Николая, как видно, пугало и раздражало столь настырное любопытство. Кеннану он сказал, что следователи ошибаются. Разумеется, он знаком с гомосексуалистами – работал с балетной труппой в Париже – однако сам к их числу не относится. Возможно, в разговорах, которые доходят до спецслужб, его путают с парижским родственником Сергеем Набоковым, также общавшимся с Дягилевым и Жаном Кокто. Гомосексуален был Сергей, а не он. По словам Кеннана, Николай признавал, что похождения Сергея запятнали доброе имя Набоковых, но считал, что его, Николая, это пятно очернить не может.
Через год после начала расследования Кеннан в письме к Николаю выражал глубокое сожаление и возмущался реакцией властей, но все-таки советовал другу отозвать заявление, что Николай и сделал.
У других родственников Набокова переход к послевоенному быту протекал более гладко. Княгиня Елена Слоним-Масальская обосновалась в Швеции и работала там переводчицей. Зинаиду Шаховскую, бывшую свояченицу Николая и давнюю почитательницу литературного таланта Владимира, чествовали во Франции за заслуги перед Сопротивлением. Шаховская освещала Нюрнбергский процесс и, подобно Эдмунду Уилсону, ездила в Грецию делать репортажи о конфликте, вспыхнувшем там после окончания Второй мировой войны.
Даже для Николая Набокова все в итоге обернулось удачно. На заседании «Конгресса за свободу культуры», проходившем в июне 1950 года в Германии, он призывал к тому, чтобы, двигаясь вперед, «строить организацию для войны». Оскароносный актер и ветеран Второй мировой Роберт Монтгомери, также присутствовавший в зале, подхватил идею: «Ни один человек искусства, достойный этого высокого звания, не может оставаться нейтральным в битвах нашего времени».
Призывы противопоставить советскому культурному натиску демократическую контрпропаганду выглядели более чем оправданными, поскольку за день до начала конференции подконтрольная СССР Северная Корея вторглась на территорию Южной Кореи, подконтрольную Америке. Тем проще было воплотить идею, которая вынашивалась уже не один месяц, – превратить «Конгресс за свободу культуры» в постоянно действующую организацию. Вскоре после образования этого органа антикоммунистической пропаганды Николая Набокова избрали его генеральным секретарем.

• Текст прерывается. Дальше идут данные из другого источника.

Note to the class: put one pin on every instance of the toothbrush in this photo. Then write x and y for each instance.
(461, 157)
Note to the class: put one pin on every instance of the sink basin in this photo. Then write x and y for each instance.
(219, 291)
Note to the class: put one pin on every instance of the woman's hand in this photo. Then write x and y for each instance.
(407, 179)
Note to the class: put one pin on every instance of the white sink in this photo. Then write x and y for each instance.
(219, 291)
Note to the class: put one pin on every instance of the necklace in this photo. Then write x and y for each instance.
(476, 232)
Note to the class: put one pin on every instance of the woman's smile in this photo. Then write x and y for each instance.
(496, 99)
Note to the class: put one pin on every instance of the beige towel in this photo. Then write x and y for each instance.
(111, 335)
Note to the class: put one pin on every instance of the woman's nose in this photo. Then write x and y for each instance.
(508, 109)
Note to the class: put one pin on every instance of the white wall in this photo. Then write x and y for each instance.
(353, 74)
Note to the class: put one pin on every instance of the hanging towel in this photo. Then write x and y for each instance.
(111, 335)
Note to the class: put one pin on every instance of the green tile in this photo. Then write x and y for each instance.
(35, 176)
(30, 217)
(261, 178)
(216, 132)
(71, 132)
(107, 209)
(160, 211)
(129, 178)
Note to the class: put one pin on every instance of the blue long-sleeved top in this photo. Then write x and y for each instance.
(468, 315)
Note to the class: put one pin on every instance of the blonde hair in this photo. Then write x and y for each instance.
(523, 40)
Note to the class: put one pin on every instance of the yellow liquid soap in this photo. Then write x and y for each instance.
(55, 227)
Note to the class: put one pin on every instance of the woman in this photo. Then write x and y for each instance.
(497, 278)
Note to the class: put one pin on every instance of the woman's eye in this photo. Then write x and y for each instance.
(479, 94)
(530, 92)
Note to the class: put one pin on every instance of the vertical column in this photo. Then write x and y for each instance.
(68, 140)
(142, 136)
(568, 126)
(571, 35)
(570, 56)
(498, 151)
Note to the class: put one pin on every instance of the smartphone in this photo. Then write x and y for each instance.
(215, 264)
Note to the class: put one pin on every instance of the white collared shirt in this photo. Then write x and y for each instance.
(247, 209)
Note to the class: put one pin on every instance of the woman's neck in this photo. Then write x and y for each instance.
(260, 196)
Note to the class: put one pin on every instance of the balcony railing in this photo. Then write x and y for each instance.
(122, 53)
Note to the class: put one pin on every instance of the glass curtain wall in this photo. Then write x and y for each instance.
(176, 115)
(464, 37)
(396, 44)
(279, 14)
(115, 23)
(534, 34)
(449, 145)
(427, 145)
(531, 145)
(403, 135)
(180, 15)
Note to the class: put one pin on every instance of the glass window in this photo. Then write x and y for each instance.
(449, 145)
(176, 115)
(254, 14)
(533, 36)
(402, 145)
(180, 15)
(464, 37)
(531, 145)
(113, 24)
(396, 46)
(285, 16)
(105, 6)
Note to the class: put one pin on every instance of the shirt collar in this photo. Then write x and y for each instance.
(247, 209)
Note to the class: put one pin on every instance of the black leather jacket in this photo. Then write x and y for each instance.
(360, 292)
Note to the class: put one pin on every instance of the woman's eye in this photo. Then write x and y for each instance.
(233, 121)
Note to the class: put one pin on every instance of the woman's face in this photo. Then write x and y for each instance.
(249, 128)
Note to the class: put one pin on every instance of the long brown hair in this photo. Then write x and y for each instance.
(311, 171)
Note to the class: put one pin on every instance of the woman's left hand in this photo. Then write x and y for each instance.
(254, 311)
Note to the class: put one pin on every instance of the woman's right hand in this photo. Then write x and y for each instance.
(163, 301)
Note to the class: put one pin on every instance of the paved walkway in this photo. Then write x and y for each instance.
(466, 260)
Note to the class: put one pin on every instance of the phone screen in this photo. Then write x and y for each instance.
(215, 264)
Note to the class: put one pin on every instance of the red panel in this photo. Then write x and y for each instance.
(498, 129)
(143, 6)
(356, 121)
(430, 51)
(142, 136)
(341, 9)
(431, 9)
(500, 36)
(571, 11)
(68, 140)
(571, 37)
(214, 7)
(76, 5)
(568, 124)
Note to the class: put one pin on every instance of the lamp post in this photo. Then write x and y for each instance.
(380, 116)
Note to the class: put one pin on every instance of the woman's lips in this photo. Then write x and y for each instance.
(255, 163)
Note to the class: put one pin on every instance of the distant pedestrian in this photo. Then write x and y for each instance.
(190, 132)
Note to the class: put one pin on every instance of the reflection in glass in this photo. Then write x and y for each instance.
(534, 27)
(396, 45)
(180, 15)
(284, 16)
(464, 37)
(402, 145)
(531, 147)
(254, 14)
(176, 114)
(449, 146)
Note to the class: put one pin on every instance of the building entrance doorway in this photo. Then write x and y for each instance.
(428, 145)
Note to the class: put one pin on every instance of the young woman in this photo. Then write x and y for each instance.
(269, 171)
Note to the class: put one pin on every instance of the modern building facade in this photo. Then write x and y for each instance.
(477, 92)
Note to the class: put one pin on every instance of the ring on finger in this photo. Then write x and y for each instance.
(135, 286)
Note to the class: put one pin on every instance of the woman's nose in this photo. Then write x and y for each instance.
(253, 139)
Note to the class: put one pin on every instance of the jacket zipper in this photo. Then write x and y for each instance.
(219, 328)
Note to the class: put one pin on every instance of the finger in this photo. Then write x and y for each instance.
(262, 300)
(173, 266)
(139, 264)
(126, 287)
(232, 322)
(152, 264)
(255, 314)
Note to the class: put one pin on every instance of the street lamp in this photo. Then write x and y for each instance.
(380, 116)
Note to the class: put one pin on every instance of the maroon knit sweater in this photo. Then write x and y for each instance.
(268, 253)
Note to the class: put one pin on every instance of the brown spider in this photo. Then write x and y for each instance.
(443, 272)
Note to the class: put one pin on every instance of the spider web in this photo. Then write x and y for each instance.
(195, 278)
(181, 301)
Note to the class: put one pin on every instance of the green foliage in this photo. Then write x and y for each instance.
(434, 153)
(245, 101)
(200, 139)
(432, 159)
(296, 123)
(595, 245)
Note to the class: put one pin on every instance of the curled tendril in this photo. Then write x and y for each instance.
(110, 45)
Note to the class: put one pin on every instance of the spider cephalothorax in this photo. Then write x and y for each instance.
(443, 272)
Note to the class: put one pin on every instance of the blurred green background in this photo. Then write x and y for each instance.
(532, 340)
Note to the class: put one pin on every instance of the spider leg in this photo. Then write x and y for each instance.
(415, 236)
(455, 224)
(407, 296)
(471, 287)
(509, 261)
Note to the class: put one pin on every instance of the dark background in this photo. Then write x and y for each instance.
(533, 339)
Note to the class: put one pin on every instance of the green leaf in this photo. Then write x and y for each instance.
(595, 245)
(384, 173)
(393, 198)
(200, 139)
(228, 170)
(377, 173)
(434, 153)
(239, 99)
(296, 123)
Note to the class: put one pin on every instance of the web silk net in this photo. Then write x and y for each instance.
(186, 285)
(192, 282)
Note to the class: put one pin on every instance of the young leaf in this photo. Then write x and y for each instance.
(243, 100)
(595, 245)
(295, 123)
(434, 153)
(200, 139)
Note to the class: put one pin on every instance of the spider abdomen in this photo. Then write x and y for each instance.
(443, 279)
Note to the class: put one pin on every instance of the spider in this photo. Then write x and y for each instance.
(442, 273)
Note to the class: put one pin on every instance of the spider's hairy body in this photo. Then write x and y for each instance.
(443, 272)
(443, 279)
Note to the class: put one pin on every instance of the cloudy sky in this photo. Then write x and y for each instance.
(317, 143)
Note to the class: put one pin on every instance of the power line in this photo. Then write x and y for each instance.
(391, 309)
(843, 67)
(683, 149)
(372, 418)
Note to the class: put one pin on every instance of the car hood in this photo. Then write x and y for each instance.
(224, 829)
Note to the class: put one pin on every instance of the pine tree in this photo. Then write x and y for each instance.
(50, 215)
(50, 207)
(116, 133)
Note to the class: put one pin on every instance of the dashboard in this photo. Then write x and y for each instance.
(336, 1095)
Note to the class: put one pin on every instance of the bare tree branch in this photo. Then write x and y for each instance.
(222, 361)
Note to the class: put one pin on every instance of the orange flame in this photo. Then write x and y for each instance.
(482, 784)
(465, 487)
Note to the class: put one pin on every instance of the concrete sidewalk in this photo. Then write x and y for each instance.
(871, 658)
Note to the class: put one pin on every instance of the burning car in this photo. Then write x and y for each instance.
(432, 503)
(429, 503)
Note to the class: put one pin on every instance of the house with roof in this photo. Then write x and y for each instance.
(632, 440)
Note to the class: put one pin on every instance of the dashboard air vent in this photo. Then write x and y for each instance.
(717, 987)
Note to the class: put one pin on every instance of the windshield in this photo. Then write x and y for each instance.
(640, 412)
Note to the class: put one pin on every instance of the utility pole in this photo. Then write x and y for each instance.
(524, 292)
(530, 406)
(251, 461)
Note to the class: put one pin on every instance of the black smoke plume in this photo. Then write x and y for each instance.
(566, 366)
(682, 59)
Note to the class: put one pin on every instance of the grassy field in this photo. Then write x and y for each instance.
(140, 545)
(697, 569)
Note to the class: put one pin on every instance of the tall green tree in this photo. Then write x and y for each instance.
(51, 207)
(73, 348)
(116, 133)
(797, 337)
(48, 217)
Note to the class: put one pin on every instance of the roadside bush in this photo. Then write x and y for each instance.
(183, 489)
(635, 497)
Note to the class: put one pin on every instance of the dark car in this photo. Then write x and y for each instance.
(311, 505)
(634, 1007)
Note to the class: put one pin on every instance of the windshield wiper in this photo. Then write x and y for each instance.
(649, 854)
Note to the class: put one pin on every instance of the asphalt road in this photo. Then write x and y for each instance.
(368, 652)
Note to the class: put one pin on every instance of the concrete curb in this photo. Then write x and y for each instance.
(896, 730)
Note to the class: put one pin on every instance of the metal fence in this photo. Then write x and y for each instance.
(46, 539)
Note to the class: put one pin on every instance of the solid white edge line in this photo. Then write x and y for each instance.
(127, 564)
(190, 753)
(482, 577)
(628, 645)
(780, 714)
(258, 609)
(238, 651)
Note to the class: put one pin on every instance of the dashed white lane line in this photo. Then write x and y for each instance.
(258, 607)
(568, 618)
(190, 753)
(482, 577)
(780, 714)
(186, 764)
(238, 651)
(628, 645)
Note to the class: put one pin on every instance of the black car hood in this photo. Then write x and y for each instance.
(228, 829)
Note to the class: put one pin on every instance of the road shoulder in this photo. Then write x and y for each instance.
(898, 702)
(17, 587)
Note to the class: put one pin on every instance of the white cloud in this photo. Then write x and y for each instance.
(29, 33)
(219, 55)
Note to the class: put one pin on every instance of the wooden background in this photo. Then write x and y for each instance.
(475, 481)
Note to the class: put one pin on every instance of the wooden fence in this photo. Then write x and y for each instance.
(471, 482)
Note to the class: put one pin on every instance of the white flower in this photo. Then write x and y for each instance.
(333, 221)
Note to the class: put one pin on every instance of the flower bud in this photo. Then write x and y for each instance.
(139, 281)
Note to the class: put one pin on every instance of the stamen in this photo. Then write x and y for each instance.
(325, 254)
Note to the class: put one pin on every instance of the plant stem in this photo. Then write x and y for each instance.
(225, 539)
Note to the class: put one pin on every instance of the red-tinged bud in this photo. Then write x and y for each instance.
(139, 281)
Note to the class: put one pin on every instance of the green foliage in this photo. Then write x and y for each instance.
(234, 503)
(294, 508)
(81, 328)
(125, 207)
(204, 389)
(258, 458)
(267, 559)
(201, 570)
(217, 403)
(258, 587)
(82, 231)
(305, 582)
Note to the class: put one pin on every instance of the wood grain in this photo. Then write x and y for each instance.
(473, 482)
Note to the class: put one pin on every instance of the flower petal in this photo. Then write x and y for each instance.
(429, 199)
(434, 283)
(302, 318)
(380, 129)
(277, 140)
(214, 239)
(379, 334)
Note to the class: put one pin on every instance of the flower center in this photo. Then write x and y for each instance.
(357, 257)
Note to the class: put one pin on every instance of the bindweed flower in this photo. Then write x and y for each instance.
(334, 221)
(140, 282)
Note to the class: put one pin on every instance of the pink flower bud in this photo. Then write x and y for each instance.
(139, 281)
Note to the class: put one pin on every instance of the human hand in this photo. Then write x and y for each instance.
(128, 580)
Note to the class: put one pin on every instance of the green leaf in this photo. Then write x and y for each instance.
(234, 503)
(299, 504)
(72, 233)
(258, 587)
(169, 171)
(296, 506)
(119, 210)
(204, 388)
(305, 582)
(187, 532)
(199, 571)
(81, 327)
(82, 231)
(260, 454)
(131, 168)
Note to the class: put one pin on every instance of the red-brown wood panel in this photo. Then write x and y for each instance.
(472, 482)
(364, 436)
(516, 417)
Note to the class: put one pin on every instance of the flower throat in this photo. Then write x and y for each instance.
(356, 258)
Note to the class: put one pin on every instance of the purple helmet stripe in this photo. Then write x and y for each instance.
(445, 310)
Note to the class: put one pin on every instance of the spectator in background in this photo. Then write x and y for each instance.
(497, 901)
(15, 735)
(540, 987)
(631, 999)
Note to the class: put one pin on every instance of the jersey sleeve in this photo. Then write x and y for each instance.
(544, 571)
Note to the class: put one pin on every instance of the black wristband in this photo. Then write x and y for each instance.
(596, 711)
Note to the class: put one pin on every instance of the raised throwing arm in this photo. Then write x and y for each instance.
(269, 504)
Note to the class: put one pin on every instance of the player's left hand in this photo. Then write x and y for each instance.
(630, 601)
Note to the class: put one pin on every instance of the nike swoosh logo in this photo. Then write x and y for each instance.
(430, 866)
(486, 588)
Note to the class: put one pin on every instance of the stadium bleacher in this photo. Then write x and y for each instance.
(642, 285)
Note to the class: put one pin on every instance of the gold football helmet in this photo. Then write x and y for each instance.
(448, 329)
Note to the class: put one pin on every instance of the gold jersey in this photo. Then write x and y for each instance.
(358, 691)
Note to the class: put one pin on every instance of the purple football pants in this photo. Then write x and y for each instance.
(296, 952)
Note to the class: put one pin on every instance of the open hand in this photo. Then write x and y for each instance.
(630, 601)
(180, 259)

5Если не считать единственной попытки устроиться на радио «Голос Америки», Владимир Набоков избегал политического активизма, столь близкого многим его знакомым. Тем не менее первый его роман, написанный в Америке, пронизан политикой буквально насквозь.
Начатый в самый разгар войны и законченный через год и месяц после того, как последние немецкие войска безоговорочно капитулировали, роман «Под знаком незаконнорожденных» рассказывает о судьбе независимого философа Адама Круга, которого тиранит правитель по прозвищу Жаба. Действие происходит в параллельной реальности, но в ней отчетливо считываются текущие исторические события.
Жаба проповедует эквилизм – политическую философию, предполагающую полное стирание личности за счет конформизма. От Круга требуют продемонстрировать, что интеллектуалы «счастливо и гордо шагают в ногу с массами». Возглавляя правительство, порочность которого не уступает его же скудоумию, Жаба добивается, чтобы Круг поддержал его правление от имени всех интеллектуалов. Впрочем, Жабе необходимо взять верх над Кругом и в силу иных причин. Мимоходом читатель узнает, что Круг, тоже не лишенный нравственных изъянов, был одноклассником Жабы и каждый божий день на протяжении пяти школьных лет издевался над ним. В какой-то степени антигерой вырос комичным гомосексуальным садистом из-за жестокости героя.